Exploring Key Parameters in Adsorption for Effective Fluoride Removal: A Comprehensive Review and Engineering Implications

Abstract

Water pollution, particularly from elevated fluoride ion (F−) concentrations, is a significant challenge in many developing countries, particularly those relying on groundwater. The stable form of fluoride, F−, poses health risks, leading to concerns about various diseases and harmful effects. Despite global efforts, high F− concentrations (>1.5 mg L−1) persist in numerous countries, requiring effective and sustainable removal methods. Adsorption, known for its simplicity, cost-effectiveness, and efficiency, stands out as a promising technique for F− removal from drinking water. Successful commercial implementation necessitates the optimization of separation conditions.
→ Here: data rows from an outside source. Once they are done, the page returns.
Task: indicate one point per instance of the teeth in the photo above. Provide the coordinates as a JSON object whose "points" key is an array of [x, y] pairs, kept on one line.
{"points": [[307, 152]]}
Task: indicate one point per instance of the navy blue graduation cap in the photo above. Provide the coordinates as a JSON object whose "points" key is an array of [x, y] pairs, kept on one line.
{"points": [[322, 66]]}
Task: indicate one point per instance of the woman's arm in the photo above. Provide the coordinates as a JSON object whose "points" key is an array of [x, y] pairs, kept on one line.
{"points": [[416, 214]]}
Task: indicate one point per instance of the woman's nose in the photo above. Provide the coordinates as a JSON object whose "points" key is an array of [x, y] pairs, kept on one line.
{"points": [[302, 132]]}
This systematic literature review focuses on the adsorption process for F− removal, exploring parameters such as temperature, adsorbent particle size, pH, adsorbent mass, and co-existing ions for efficient removal. Observations indicate that, despite the utilization of a diverse range of adsorbents, several limitations persist. These include low adsorption capacity, a sluggish adsorption rate, a restricted pH range, and high associated costs. The mechanistic understanding of adsorption and the ongoing development of novel adsorbents remain focal points for future research. Additionally, there is a need to explore alternative kinetic models grounded in statistical factors and give due consideration to thermodynamic studies.